Not just Michael, but Vito, too.
I was only referring to Part III, in which Michael's struggle reached a culmination. Vito did not figure into the plot of III in any direct way. I never got the impression that Vito searched for redemption with God, as Michael did in confessing to the future pope in the garden of the Vatican. We are shown nothing about any of Vito's fear of God. He remained a localized strongman whose sense of self-justification was as a family and community boss and protector.
Michael, however, took on building up a national entertainment mecca, assumed national coordination with the east and west coasts and Cuban outposts of the mafia, and manipulating the global finances of the Vatican. Vito was never shown killing his own blood nor having searing regret over what he regarded as necessary evils; even when Sonny was killed, he regarded him as a reckless hothead (to Tom Hagen: “I never thought you were a bad consiglieri—I thought Santino was a bad don”), and his concern was mainly to shield his wife from excessive grief (“I want you to use all your powers and all your skills. I don't want his mother to see him this way...”).
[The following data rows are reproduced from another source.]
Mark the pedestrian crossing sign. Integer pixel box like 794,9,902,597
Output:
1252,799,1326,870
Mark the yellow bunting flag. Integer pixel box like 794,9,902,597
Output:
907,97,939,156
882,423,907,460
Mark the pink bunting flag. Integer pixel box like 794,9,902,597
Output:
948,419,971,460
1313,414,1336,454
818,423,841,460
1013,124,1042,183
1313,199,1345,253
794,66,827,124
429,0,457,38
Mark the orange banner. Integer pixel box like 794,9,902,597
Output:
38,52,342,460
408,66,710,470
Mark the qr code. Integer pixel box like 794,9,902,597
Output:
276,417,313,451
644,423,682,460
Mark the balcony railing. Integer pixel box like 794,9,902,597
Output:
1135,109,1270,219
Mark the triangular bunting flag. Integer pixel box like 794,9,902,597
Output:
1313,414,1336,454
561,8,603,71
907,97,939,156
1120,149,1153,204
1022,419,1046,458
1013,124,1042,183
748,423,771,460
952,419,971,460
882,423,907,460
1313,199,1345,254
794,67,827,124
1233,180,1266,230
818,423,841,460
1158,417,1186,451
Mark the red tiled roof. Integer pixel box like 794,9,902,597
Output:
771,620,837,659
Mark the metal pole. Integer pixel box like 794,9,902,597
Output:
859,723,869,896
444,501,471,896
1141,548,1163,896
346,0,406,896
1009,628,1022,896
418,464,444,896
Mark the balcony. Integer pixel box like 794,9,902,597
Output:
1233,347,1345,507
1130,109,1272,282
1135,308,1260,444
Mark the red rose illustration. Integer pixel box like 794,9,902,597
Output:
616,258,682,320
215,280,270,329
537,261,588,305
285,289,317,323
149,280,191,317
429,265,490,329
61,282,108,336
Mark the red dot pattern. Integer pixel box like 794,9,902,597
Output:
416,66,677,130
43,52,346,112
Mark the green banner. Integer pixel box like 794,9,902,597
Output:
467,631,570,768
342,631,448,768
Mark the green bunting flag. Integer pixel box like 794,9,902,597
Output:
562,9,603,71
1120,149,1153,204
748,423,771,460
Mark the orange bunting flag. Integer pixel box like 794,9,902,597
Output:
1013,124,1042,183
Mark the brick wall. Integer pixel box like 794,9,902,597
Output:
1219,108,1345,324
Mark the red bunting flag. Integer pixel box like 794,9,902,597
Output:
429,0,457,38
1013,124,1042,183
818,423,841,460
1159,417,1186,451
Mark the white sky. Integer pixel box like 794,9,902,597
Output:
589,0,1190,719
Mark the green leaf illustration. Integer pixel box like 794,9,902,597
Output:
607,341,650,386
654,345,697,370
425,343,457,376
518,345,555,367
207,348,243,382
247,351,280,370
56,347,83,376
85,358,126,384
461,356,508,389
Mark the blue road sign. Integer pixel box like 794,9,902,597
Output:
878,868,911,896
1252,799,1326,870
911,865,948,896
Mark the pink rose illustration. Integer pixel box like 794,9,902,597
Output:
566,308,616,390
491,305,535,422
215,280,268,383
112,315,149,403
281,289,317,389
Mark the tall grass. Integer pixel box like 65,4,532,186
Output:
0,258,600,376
Michael, on the other hand, suffered enormously from feeling trapped in the life he originally was not intended for, and the death of his daughter and resulting permanent estrangement from Kay because of his rage- and ego-driven life choices. He lied to his blood constantly, repudiated his ultra-loyal consigliere Tom Hagen, and killed his own brother. His moral conflict and guilt were profound. He could not be what his father had been because of his overblown ambitions and the mafia's unexpectedly massive expansion, which pushed him in over his head and his tortured heart. As he had said to his mother, “Tempi cambi’.” Times change.